In another project based on a real-world scenario, I worked as a Cloud Engineer using DevOps, where I deployed a serverless website in a 100% automated way using Azure DevOps Repos and Azure DevOps Pipelines resources.

Azure DevOps Organization and a new project have been created. The Azure DevOps Repos stored the website files, and the CI/CD Pipelines automated the entire website deployment process in 3 different environments (Test, QA, and Production).

To accomplish this task, I had to first request access to Azure DevOps Parallelism. This required that I created my DevOps Project a few days ago them make the request as it takes a few days for Microsoft to approve and enable this support.

After parallelism was enabled, I was able to start the process in full. For this example, I first needed to create three storage accounts, test, QA, and Production, where the target website would be deployed. Once the accounts were provisioned and available, I needed to enable website access to the accounts which only took a few minutes.

I now went and created a new DevOps project in my organization. I then had to push the source code to the internal repository in the project so that the CI/CD pipeline that will be created can reference it.

Now on to the actual bread and butter of creating the CI/CD pipeline and testing the deployment process.

I first created a basic build pipeline to zip up the source from the Git repository. I had to make sure that I enabled the setting to watch the Git repository and build when changes were made.

I then created a release pipeline to take the zipped up source and deploy it to the test and QA storage accounts. I enable the setting to force approval before the production site could be deployed. This allows for the verification of the site to make sure there were no errors during the test and QA deployments and also verify that the site is functioning correctly.

I now needed to test the pipeline and make sure it was working as expected. To do this, I manually started the initial run and after a few minutes the deployment failed. After some debugging and reviewing the YAML version of each build step, I found a typo and made the needed changes and ran the build again.

This time the deployment went through and I was able to test the the web site. After making sure everything was deployed correctly to the test and QA locations and both site were running running, I was able to approve the deployment to production.

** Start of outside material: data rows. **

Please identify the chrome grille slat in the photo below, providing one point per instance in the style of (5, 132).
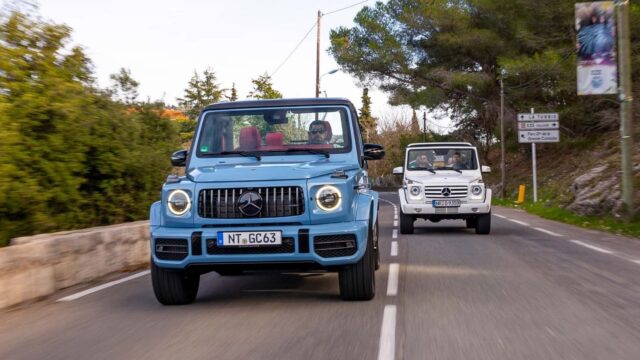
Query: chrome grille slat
(277, 202)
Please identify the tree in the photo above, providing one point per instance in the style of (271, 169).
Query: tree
(234, 93)
(367, 122)
(263, 88)
(415, 125)
(200, 92)
(124, 88)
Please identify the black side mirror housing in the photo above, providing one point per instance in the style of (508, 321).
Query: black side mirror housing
(373, 152)
(179, 158)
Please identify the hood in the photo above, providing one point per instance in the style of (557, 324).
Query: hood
(444, 178)
(266, 171)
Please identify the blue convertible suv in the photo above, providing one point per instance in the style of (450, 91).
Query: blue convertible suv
(269, 185)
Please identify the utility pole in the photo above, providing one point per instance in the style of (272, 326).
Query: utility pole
(318, 55)
(424, 127)
(626, 100)
(502, 165)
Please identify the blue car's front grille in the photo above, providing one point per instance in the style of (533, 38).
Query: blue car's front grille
(272, 202)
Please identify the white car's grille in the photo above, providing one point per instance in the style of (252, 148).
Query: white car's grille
(446, 192)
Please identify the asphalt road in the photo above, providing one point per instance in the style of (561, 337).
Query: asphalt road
(532, 289)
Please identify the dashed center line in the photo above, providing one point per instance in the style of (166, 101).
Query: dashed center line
(605, 251)
(548, 232)
(103, 286)
(394, 248)
(392, 284)
(387, 350)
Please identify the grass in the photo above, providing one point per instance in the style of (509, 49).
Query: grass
(547, 210)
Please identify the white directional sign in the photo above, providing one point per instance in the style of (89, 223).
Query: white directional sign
(538, 136)
(538, 117)
(537, 125)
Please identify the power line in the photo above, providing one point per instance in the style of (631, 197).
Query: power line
(309, 32)
(294, 50)
(345, 8)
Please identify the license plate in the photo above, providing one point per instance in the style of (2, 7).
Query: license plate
(445, 203)
(249, 238)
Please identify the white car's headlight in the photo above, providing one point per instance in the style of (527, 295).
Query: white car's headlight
(178, 202)
(477, 191)
(328, 198)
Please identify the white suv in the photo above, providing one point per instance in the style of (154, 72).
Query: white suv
(444, 181)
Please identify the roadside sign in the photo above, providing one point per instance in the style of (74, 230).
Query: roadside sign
(538, 136)
(537, 125)
(538, 117)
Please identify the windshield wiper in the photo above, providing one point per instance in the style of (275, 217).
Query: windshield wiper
(241, 153)
(310, 151)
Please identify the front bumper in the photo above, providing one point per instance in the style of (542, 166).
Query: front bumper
(303, 251)
(465, 209)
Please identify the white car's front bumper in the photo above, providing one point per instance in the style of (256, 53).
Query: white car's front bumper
(425, 208)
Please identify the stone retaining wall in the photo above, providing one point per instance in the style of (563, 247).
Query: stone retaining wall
(37, 266)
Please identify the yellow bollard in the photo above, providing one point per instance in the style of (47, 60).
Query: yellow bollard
(521, 189)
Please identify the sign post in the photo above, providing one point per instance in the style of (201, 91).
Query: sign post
(534, 128)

I now wanted to see the full pipeline in action so I made a minor change to the index.html and pushed that to the repository. I was not able to watch the pipeline in action, from start to finish. I watched the build step complete and then watched as the build step went up to the production deployment. I now validated the test and QA sites were updated with the new version and approved the deployment to production.

At this point the project is complete and I have have a working CI/CD pipeline using Azure DevOps.

Here are some screen shots of the three deployed sites.

Test:

AQ:

Production:

After doing some cleanup work by removing the DevOps project and the storage accounts, I can now move on to the final project in the Azure Bootcamp and wrapup this chapter of my learning.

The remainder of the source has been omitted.